Lake Travers DeGeer Moraines
On a 2011 September trip to Lake Travers in Algonquin Park (See Exploring Lake Travers in Algonquin Park), one of our objectives was to locate, identify, and photograph the DeGeer Moraines that lie adjacent to the eastern shore of the lake.
DeGeer moraines are formed under water at the face of a retreating glacier. The small parallel moraines result from the seasonal oscillation in the position of the ice face. That is, the ice face moves forward in the winter, creating the rocky ridge, and retreats in the summer. Since the glacier is overall retreating, in general the summer retreats are larger than the winter advances. A good description of the formation of these moraines can be found here: Canadian Landform Inventory Project: Main/DeGeer Moraines.
In the case of Lake Travers, the DeGeer moraines formed as the melt water ponded against the glacier face as the glacier retreated north.

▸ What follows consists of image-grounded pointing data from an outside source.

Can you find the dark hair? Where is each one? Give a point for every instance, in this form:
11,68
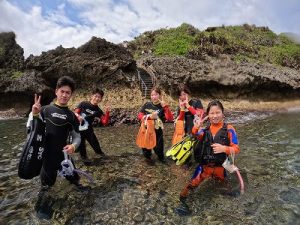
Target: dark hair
66,81
184,88
214,103
156,89
98,91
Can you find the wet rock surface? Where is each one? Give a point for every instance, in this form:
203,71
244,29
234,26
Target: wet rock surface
223,78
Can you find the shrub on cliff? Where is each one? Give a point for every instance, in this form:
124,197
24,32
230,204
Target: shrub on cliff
243,43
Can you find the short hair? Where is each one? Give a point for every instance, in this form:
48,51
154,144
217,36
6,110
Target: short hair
184,88
98,91
66,81
214,103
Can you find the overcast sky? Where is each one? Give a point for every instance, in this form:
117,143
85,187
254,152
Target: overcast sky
41,25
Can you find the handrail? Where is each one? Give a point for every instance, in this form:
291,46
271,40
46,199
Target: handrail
142,83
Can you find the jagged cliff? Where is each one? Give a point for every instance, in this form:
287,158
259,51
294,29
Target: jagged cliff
242,62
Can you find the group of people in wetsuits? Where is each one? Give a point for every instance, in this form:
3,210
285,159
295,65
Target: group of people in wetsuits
216,140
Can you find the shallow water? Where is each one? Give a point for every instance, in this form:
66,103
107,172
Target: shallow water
128,191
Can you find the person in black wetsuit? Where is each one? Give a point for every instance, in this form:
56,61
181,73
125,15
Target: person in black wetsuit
90,111
188,108
61,123
159,111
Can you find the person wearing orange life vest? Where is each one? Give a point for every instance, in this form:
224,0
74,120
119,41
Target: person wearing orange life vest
217,141
159,111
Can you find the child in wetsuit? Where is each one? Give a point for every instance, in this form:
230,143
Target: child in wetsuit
188,108
91,111
217,141
158,111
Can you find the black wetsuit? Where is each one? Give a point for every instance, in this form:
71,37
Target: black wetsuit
91,111
60,121
189,117
148,108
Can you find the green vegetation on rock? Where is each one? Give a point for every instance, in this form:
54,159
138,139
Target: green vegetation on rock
245,43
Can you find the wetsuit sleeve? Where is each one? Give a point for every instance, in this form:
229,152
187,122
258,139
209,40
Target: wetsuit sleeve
77,110
198,133
140,115
142,112
181,115
76,139
168,113
234,143
105,118
31,116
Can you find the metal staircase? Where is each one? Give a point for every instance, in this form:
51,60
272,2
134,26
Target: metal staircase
146,82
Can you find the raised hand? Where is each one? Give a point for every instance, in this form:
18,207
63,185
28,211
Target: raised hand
154,115
69,149
181,104
107,108
218,148
186,101
36,107
162,102
198,122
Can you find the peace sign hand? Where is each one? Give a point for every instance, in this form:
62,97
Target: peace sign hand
162,102
36,107
198,122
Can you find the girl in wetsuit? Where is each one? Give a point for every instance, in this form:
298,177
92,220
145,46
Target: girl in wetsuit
158,111
91,111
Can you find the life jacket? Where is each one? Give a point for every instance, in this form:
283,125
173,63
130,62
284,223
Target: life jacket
178,132
146,137
203,152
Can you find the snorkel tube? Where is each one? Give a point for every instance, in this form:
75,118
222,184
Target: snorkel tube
230,167
68,169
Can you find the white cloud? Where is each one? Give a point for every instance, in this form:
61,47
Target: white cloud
118,20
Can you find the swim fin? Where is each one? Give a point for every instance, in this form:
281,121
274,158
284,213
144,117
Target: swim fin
181,151
185,152
178,132
146,137
176,147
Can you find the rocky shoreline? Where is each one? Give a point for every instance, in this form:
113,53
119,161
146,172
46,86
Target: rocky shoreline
128,115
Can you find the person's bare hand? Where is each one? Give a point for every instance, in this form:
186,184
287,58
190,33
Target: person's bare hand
69,149
36,107
198,122
218,148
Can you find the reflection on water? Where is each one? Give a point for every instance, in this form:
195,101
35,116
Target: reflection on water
128,191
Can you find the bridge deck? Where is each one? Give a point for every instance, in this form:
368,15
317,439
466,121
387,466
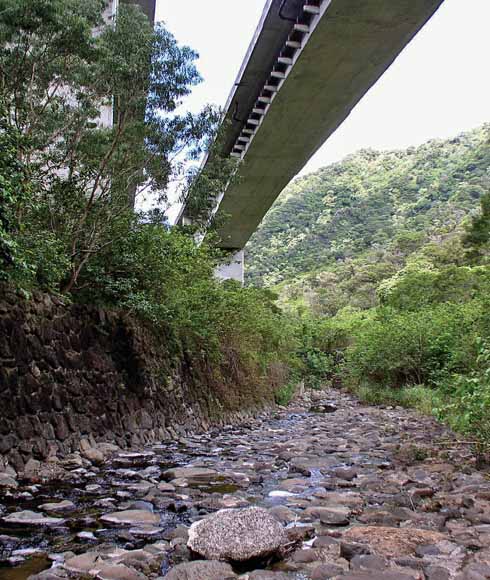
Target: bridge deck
338,50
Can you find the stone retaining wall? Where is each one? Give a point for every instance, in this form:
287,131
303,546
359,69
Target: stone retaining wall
70,373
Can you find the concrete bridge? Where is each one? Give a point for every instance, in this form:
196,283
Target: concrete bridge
308,65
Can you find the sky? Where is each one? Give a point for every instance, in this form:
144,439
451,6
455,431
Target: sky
438,87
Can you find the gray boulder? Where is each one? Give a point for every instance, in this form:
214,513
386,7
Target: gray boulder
237,535
201,570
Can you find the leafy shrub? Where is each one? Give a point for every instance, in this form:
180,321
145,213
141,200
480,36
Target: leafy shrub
467,403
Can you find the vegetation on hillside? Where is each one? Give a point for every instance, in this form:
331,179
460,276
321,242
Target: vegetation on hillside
68,181
387,260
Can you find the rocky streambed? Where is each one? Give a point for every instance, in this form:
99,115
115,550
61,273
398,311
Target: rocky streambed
328,488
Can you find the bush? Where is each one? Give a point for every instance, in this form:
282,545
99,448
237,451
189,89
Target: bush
400,348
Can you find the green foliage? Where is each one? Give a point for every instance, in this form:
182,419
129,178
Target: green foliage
85,162
90,118
333,236
386,258
467,398
284,395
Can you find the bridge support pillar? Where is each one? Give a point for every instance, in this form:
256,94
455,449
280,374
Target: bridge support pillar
233,268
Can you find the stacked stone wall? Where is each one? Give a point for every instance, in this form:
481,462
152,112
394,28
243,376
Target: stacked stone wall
70,373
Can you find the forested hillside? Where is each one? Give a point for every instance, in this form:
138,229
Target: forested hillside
352,224
385,259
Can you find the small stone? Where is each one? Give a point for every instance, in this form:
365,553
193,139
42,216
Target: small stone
201,570
7,481
191,474
166,487
32,519
335,516
392,542
132,518
61,506
119,572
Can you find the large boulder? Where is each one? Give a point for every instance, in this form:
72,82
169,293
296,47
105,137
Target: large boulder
237,535
201,570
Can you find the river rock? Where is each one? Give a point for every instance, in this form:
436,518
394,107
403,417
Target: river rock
60,506
392,542
7,481
201,570
237,535
32,519
191,474
335,516
132,518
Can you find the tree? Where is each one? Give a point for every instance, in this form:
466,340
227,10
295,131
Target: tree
62,70
477,233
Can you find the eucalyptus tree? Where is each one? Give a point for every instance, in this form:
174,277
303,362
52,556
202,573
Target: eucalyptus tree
63,68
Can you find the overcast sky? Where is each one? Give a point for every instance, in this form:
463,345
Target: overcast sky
438,87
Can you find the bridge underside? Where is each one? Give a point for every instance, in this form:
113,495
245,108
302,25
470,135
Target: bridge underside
352,44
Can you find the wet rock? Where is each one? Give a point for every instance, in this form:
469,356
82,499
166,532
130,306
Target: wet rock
132,518
91,453
166,487
335,516
29,518
61,506
392,542
7,481
201,570
266,575
326,571
193,475
377,576
118,572
237,535
323,408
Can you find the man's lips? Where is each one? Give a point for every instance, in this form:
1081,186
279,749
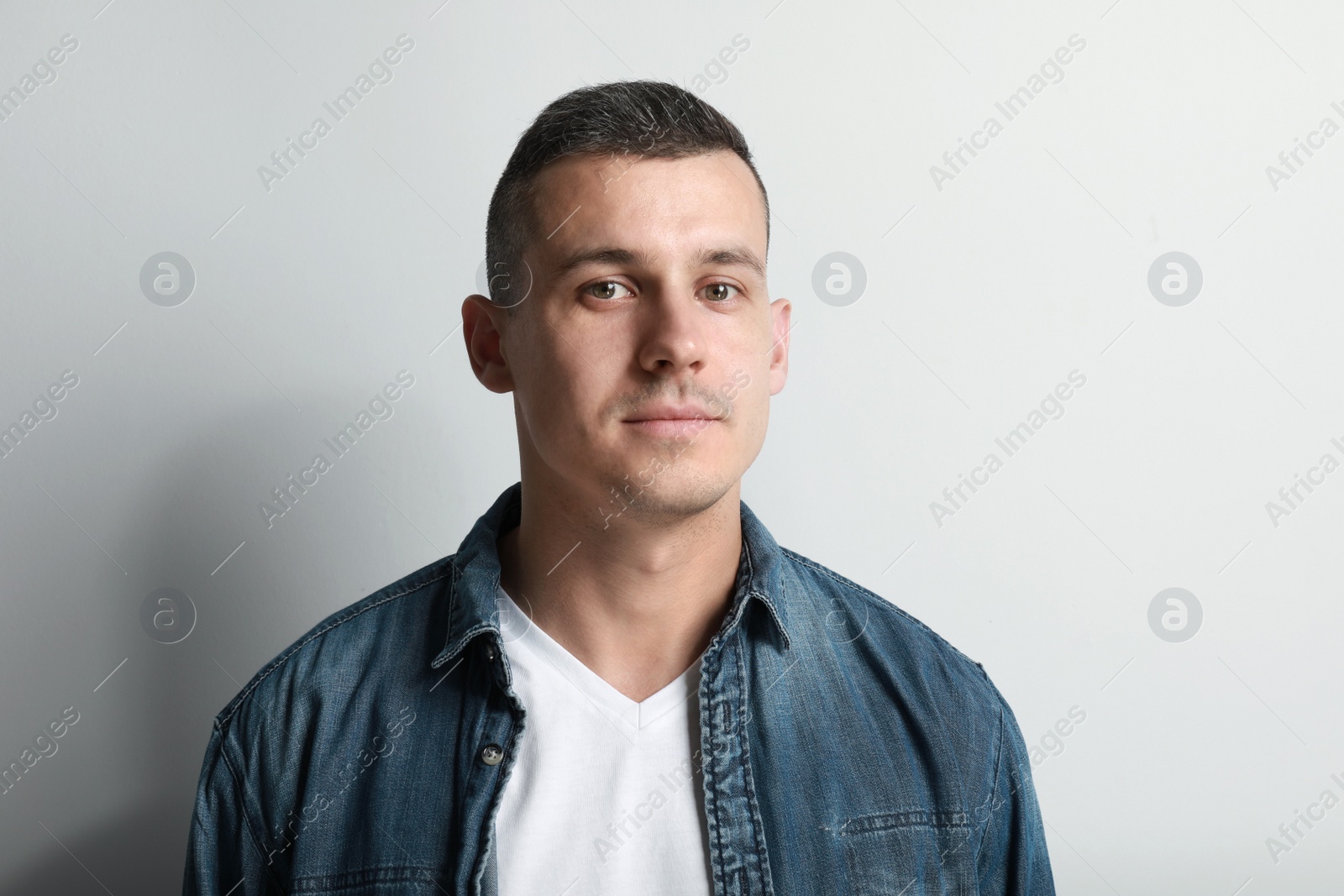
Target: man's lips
675,412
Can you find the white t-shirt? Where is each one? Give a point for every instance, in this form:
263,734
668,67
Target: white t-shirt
605,794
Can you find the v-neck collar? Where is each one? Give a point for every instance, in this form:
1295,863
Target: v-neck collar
517,629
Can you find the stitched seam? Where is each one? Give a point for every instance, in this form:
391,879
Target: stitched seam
994,792
242,810
281,660
749,783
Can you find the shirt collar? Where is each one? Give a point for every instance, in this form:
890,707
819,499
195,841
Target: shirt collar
474,600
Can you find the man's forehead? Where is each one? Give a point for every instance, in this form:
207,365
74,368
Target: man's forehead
710,255
581,201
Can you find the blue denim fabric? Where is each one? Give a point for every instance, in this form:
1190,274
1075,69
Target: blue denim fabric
846,747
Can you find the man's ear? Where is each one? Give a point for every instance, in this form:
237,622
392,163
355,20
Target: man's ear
484,325
780,313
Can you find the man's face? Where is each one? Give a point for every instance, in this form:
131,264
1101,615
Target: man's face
645,354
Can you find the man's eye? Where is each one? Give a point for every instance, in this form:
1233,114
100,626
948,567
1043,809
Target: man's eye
719,291
605,291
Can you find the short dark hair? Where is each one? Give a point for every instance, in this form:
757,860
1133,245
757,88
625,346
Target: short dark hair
647,118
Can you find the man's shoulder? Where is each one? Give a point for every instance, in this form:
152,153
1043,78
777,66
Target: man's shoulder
386,627
844,611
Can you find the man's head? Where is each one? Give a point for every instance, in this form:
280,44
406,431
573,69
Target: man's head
627,244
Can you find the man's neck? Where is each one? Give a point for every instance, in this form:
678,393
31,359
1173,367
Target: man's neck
638,600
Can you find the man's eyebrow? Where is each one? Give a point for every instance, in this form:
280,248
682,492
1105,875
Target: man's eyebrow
612,255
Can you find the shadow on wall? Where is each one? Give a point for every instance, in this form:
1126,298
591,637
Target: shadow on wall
132,852
148,726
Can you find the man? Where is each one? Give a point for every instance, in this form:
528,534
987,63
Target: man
620,683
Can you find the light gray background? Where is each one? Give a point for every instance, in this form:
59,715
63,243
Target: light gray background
980,298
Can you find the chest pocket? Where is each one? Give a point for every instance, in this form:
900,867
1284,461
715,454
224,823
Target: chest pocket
911,853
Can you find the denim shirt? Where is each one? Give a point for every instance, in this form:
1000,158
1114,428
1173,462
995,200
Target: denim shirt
844,747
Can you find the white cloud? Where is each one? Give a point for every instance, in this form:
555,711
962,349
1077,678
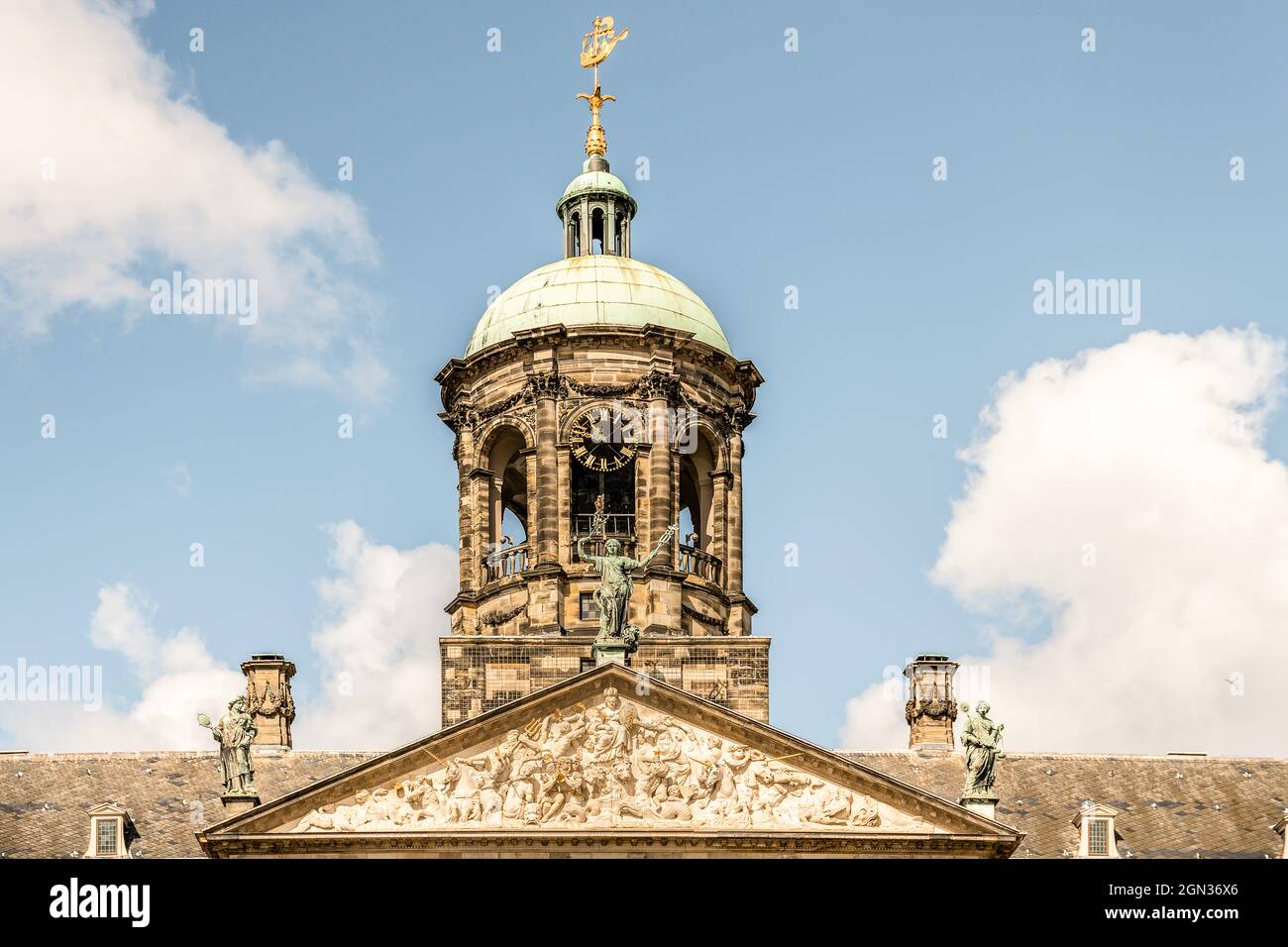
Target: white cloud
376,648
176,677
110,180
377,643
1146,459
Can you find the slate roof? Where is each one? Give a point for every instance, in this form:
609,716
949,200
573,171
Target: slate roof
46,797
1170,806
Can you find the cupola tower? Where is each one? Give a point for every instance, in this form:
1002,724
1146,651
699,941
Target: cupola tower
599,399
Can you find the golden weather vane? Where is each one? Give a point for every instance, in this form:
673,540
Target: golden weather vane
595,48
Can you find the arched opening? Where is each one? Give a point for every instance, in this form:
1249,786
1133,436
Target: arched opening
507,505
697,510
596,231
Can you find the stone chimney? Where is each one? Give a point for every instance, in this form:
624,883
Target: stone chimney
268,697
930,710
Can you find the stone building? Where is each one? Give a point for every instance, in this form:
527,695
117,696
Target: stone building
599,401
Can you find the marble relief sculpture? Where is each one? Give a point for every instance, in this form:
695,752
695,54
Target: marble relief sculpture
606,766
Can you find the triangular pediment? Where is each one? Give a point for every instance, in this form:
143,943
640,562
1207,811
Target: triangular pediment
609,753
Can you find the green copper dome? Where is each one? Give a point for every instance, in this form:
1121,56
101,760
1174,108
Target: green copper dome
596,290
595,182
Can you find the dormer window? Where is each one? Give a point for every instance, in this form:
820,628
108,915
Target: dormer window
110,832
1096,831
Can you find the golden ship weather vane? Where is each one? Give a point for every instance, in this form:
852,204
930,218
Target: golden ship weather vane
595,48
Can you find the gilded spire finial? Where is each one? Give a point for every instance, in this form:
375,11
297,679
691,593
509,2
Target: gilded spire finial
595,48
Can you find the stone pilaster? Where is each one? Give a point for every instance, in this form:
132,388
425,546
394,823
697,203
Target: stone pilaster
548,478
733,517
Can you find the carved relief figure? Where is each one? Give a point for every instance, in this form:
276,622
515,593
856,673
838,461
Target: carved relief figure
610,764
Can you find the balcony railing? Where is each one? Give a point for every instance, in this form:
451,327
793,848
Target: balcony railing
700,565
616,525
505,562
595,545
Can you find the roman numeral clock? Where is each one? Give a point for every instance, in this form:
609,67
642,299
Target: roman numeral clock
596,441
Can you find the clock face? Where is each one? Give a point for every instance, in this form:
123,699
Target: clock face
596,445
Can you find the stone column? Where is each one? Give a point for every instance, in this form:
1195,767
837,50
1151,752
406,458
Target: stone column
481,497
548,478
465,518
733,508
661,486
529,526
719,515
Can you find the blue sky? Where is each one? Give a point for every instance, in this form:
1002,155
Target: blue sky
768,169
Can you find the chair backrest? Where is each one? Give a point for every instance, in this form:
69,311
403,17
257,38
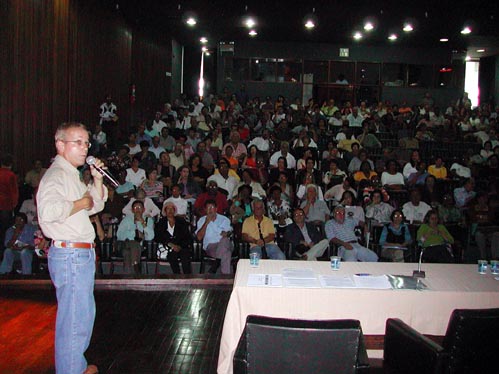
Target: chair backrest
472,341
275,345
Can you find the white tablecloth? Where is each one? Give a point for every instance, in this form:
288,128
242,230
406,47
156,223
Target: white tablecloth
450,286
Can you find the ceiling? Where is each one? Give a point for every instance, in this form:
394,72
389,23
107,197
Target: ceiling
337,20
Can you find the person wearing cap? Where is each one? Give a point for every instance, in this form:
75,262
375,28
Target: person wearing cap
341,231
259,231
212,193
64,207
19,243
173,232
214,230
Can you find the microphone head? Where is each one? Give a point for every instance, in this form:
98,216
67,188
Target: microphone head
90,160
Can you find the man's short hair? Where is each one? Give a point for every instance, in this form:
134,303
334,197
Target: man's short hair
60,133
210,201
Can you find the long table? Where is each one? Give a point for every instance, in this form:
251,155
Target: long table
450,286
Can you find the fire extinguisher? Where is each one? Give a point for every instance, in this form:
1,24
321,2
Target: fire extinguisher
132,94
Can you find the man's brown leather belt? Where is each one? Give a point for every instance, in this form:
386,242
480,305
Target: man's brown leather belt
68,244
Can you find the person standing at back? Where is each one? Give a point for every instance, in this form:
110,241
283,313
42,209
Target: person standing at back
64,207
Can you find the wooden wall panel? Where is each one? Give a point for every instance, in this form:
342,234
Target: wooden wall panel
59,58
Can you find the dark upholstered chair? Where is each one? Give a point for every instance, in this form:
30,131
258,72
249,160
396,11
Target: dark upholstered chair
275,345
469,346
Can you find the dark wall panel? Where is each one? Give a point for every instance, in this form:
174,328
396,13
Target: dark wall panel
59,58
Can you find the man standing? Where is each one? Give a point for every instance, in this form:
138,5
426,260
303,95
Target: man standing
259,232
213,229
9,194
64,207
340,231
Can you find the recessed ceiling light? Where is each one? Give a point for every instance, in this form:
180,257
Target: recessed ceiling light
408,27
250,23
309,24
191,21
466,30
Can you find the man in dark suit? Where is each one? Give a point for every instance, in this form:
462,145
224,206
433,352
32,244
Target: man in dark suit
307,242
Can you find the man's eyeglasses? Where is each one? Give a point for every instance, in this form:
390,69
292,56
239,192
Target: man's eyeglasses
79,143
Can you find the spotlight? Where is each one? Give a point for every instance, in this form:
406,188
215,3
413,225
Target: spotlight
357,35
408,27
249,23
368,26
466,30
191,21
309,24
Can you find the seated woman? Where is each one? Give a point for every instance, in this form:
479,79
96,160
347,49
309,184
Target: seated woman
437,169
152,187
190,189
365,172
301,193
395,237
249,161
173,233
132,231
378,210
392,178
287,192
435,239
334,175
351,207
198,172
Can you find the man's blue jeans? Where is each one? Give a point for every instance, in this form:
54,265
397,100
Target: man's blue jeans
72,271
273,251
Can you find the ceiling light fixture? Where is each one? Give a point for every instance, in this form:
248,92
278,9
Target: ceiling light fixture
357,35
250,23
466,30
191,21
309,24
408,27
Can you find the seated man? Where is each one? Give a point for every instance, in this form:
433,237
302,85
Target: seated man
176,199
259,231
213,229
132,231
19,243
341,231
316,211
307,242
211,193
173,232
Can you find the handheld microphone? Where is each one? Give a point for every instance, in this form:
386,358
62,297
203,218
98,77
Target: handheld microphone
91,161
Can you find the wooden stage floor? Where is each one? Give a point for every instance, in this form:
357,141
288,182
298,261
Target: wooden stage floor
149,327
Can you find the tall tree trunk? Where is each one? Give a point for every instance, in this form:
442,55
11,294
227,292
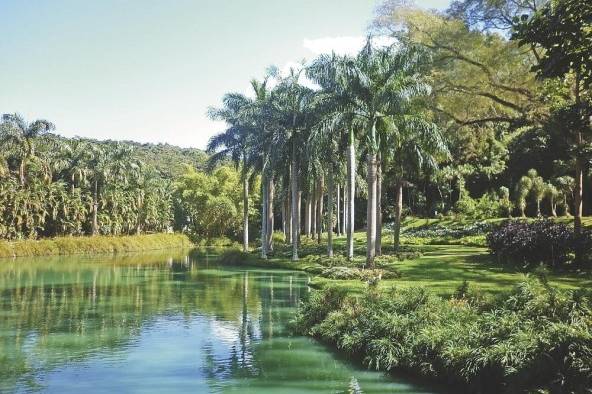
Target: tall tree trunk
313,212
245,214
299,210
338,215
22,172
371,211
284,219
330,213
378,248
95,224
351,193
307,214
288,208
578,205
398,211
270,195
264,218
295,215
321,192
344,212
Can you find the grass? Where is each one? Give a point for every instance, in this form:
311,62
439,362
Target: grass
442,268
92,245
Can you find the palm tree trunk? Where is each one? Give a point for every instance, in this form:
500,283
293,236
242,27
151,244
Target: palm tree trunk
378,248
330,213
351,192
95,224
344,211
338,216
245,214
321,193
299,210
579,170
284,221
264,218
295,216
270,194
371,211
313,213
22,172
398,211
288,219
307,215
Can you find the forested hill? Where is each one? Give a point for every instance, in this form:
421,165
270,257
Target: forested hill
169,160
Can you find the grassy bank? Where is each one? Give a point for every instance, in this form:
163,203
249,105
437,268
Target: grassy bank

The melt water drained southward towards Grand Lake until the glacier retreated sufficiently to open up a lower drainage path to the north and subsequently down the lower Petawawa River. When the drainage to the north opened, the resultant flow washed away a channel through the moraines, this channel corresponding to modern Lake Travers (1).
While we knew where the moraines were located (2), our primary difficulty was that we didn't really know what it was we were looking for. We envisioned an open jackpine forest, perhaps with a ground cover of sweet fern on sand, with gentle, low amplitude, parallel undulations that would be a challenge to photograph. We were wrong on all counts except the last.
Our starting point was the most northerly campsite on the eastern shore of Lake Travers (just south of the big island). This location is at the northern extent of the Lake-Travers-De-Geer-Moraines nature reserve. By bushwhacking south from this location, we would pass down the center of the nature reserve and presumably encounter the moraines perpendicularly. Since it was close to noon, we navigated by simply walking towards the sun, with a compass and gps for backup.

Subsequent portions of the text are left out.